Ia menekankan bahwa sesuai ketentuan UU No 3 Tahun 2020 tentang Pertambangan Mineral dan Batu Bara (Minerba), IUPK seharusnya diprioritaskan untuk BUMN/BUMD, bukan untuk badan usaha swasta, apalagi ormas.
"Yang luar biasa lagi, Ormas akan diprioritaskan untuk mendapatkan IUPK. Padahal Kalau kita baca undang-undang, yang namanya prioritas tegas-tegas itu diberikan kepada BUMN/BUMD. Selain lembaga-lembaga tersebut IUPK diberikan melalui proses lelang," ujarnya.
Mulyanto juga mengkritik Pemerintah yang seharusnya fokus pada permasalahan utama di sektor ESDM, seperti target lifting minyak dalam negeri yang semakin jauh dari Long Term Plan (LTP) 1 juta barel minyak per hari pada tahun 2030. Ia menilai, Pemerintah terkesan tidak mendukung sektor ini atau setengah hati, mengingat kondisi makro industri migas yang tidak kondusif.
“Jadi jangan heran kalau lifting minyak ini terus merosot baik target tahunannya, maupun realisasinya. Boro-boro mendekati 1 juta barel per hari.
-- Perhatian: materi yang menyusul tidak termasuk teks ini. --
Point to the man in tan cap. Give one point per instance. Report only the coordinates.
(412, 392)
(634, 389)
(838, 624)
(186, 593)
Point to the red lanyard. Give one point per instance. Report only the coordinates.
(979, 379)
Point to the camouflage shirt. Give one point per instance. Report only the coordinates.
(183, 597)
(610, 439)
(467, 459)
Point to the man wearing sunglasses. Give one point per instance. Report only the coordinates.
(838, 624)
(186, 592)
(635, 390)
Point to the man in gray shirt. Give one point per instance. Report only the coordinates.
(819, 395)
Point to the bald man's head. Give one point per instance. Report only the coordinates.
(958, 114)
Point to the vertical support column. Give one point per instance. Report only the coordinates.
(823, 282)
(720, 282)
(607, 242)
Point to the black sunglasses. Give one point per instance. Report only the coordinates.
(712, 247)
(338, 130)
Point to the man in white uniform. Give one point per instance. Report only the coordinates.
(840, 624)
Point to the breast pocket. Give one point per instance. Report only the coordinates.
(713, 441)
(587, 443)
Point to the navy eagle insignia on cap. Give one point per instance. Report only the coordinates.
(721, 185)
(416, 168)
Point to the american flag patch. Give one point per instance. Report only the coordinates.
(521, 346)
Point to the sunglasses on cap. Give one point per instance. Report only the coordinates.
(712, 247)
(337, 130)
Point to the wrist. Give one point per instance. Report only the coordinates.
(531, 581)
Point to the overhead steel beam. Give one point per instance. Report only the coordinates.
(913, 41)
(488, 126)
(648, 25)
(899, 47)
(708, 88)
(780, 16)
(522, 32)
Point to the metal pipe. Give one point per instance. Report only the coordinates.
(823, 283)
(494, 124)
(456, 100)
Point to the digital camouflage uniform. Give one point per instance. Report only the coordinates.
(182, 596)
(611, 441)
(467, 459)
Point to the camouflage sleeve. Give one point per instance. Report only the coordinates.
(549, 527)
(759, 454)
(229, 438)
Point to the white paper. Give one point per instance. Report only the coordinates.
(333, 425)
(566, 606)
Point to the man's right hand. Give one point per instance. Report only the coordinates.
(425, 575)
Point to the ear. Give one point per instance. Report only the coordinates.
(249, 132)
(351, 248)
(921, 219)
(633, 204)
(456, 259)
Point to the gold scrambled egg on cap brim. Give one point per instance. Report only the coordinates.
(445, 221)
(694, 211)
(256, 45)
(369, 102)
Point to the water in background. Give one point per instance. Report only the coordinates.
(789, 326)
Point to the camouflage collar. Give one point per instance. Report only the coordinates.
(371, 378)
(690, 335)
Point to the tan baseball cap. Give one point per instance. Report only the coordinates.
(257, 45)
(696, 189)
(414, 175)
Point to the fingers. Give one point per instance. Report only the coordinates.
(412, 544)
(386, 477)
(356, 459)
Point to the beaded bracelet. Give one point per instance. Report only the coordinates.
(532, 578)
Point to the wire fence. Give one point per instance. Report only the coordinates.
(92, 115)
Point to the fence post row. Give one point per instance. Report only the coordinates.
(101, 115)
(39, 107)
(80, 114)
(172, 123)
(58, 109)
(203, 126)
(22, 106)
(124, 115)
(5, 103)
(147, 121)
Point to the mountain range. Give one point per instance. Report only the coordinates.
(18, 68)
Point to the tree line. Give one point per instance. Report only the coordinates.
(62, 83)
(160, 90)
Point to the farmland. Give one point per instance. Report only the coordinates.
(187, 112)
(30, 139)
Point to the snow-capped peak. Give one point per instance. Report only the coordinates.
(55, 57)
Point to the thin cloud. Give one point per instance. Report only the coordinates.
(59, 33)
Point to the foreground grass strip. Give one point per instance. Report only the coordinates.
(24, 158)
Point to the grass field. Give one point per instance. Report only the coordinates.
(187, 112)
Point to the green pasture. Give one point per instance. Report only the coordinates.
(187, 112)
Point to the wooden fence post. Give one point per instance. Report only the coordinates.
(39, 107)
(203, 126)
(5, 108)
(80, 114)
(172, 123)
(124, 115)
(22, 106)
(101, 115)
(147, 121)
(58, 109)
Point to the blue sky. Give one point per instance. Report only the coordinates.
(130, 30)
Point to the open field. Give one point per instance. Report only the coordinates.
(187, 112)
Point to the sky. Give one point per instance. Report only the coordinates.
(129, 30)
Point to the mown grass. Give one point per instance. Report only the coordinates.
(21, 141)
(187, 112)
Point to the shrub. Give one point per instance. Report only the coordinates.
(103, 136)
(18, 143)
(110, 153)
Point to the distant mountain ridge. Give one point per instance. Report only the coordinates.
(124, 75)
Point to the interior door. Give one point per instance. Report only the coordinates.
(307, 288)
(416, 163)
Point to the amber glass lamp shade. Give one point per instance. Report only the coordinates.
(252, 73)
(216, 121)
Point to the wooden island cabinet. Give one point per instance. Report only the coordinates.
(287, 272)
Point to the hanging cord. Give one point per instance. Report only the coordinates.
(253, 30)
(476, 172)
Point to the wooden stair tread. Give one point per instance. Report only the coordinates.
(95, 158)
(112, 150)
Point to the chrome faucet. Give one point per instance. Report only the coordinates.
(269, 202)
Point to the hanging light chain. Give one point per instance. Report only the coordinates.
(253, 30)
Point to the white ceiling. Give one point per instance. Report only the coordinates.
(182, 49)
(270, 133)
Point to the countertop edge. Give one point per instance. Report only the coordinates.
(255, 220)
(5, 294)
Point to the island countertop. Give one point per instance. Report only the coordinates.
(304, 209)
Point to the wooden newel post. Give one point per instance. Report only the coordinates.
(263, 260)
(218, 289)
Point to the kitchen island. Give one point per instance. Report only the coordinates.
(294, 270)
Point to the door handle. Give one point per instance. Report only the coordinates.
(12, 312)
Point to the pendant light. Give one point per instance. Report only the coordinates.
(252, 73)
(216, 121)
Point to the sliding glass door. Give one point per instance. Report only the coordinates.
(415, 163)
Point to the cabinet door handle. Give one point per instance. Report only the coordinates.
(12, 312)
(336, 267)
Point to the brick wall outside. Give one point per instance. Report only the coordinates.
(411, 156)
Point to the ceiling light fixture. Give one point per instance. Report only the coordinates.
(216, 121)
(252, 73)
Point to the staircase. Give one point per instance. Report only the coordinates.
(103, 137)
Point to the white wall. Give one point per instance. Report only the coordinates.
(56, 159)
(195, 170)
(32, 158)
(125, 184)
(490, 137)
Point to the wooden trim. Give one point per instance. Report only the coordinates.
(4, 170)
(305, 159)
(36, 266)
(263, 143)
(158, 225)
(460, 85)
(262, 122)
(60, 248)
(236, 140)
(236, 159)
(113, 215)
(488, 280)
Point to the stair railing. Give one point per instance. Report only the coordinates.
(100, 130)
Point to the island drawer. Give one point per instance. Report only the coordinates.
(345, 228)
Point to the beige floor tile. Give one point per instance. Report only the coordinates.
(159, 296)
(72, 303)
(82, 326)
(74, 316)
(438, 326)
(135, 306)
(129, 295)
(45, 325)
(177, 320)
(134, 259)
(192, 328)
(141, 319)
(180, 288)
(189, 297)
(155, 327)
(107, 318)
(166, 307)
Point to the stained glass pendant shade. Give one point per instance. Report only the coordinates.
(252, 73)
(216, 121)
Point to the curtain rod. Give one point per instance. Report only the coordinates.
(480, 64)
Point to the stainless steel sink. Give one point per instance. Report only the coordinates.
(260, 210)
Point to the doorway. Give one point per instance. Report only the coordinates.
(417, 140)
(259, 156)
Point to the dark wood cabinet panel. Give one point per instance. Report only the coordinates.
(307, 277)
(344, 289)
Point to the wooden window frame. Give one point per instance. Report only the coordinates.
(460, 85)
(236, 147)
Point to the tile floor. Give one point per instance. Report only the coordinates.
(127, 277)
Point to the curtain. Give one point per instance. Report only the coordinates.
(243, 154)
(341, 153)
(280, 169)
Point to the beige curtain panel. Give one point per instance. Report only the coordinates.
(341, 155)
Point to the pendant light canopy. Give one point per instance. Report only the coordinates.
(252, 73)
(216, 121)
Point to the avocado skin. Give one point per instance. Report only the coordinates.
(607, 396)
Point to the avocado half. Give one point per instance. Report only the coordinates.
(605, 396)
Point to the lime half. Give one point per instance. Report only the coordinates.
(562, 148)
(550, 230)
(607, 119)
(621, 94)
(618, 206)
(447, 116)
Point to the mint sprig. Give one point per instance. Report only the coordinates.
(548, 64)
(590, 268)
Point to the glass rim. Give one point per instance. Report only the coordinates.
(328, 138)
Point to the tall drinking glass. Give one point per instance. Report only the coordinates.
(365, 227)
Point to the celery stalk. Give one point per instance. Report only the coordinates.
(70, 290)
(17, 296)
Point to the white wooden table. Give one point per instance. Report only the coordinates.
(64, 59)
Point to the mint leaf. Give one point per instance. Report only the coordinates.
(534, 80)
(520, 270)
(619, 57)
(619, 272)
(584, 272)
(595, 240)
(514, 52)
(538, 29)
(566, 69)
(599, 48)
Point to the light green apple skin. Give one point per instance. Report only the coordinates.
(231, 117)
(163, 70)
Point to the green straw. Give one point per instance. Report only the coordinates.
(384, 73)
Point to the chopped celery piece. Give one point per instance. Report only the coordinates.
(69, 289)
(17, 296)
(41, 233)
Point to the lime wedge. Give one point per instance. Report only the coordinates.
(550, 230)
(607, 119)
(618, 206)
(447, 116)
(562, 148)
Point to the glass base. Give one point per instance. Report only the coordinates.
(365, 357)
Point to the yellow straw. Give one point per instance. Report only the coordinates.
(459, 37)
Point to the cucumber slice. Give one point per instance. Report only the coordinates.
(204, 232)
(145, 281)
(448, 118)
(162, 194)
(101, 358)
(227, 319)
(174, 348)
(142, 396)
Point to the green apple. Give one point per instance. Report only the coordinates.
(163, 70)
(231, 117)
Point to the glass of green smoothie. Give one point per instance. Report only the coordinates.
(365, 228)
Ini jadi halusinasi," pungkasnya.
Menurut Mulyanto, Kondisi makro industri migas semakin terpuruk karena berbagai faktor seperti masifnya gerakan energi baru terbarukan (EBT), anjloknya investasi, penurunan alami produksi, hengkangnya pengusaha asing, serta kelembagaan SKK Migas yang dinilai tidak memadai.